Mr. Kennedy said that these medications “eat away at muscle” if people do not exercise while on them. This is a concern shared by some physicians about older adults losing too much muscle with rapid weight loss. To this end, doctors often recommend that patients taking these medications eat plenty of protein and do strength-training exercises to counteract the risks of muscle loss.
Mr. Kennedy also noted that these drugs come with side effects, which is correct. The most common side effects are gastrointestinal issues, like nausea, vomiting, constipation and stomach pain. For most patients, though not all, the side effects diminish as they adjust to the drugs.
And he said that people experienced “problems” when they stopped taking the medications, but did not describe what he meant. Research has found that people tend to regain weight if they discontinue the drugs.
Cost of Childhood Diabetes
Mr. Kennedy said diabetes rates were rising among children. That’s true.
It was a correction of statements he has made in the past that 48 percent of teenagers in the country are diabetic. That number is wrong by orders of magnitude.
The National Diabetes Statistics Report estimated that in 2021, about 35 per 10,000 children and adolescents younger than 20 — that is, 0.35 percent — had a diagnosis of diabetes. Another study found that 0.1 percent of people ages 10 to 19 had diabetes in 2017.
He also said the high incidence of diabetes and pre-diabetes in children was in part responsible for “bankrupting our country.”
While chronic disease is a major driver of health care spending, its unlikely that costs from childhood diabetes significantly contribute.
Pre-diabetes is on the rise in children — about 28 percent of teenagers are prediabetic — but most cases don’t require treatment with insulin and can be reversed with lifestyle changes, which comes at little cost to the country’s health care system.
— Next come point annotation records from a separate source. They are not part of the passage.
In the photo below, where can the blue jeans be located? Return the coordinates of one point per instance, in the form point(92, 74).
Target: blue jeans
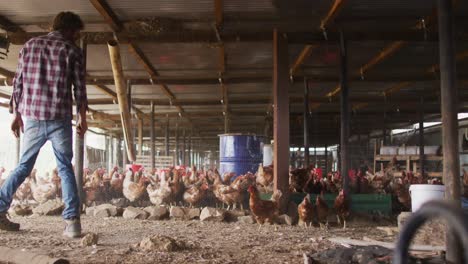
point(36, 134)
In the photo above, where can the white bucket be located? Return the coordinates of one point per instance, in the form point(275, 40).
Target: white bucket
point(267, 155)
point(422, 193)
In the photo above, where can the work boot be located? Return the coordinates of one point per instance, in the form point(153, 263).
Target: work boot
point(72, 228)
point(6, 224)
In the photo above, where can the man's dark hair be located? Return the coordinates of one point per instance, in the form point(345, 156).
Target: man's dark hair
point(67, 21)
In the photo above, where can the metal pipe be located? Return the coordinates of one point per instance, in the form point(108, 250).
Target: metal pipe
point(152, 135)
point(79, 142)
point(449, 105)
point(306, 123)
point(344, 108)
point(124, 106)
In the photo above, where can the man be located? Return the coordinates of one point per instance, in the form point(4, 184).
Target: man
point(42, 94)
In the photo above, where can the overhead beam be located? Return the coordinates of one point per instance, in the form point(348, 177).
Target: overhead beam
point(332, 14)
point(305, 53)
point(106, 12)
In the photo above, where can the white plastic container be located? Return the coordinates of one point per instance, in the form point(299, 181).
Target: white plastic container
point(267, 155)
point(422, 193)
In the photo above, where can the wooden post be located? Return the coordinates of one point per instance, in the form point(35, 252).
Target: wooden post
point(421, 136)
point(306, 124)
point(122, 97)
point(449, 106)
point(281, 116)
point(152, 135)
point(344, 105)
point(79, 142)
point(18, 150)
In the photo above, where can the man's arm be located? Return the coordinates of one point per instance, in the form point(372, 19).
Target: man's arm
point(17, 124)
point(79, 88)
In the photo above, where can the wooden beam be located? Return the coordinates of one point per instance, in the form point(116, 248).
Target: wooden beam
point(332, 13)
point(9, 26)
point(305, 53)
point(106, 12)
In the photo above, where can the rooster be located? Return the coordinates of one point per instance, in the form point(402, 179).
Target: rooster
point(134, 190)
point(264, 210)
point(342, 207)
point(306, 212)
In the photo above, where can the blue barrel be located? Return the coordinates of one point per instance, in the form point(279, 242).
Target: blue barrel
point(239, 153)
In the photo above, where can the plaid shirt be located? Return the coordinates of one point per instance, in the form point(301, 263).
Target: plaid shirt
point(48, 66)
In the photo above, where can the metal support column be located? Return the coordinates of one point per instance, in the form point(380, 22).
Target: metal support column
point(421, 136)
point(344, 108)
point(152, 135)
point(306, 123)
point(79, 143)
point(184, 147)
point(326, 159)
point(166, 143)
point(177, 154)
point(449, 106)
point(281, 116)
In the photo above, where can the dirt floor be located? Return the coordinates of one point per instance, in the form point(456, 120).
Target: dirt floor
point(206, 242)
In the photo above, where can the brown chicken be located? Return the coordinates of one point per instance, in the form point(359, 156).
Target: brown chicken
point(134, 190)
point(42, 190)
point(196, 193)
point(265, 177)
point(342, 207)
point(322, 210)
point(234, 193)
point(306, 212)
point(263, 210)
Harms of Electromagnetic Radiation
Mr. Kennedy has said electromagnetic radiation is dangerous to health. But scientific studies going back to the 1990s have repeatedly failed to support this claim. That includes studies involving cellphones and power lines.
For example, a review in 1996 by the National Academy of Sciences of 500 studies found no risk. A large national study the next year looked at childhood leukemia in particular and again found no link.
At the time, Robert Park, a physicist at the University of Maryland, said: “The number of questions you can ask is infinite. If it’s not the intensity of the electric field, maybe it’s the number of times you turn the field on and off. Maybe it only causes cancer in conjunction with eating bananas. You can keep asking questions forever.”
But, he said, at some point, it is time to invest research money in other things.
More recently, experts have debunked a chart that many skeptics cited while explaining why they feared the technology.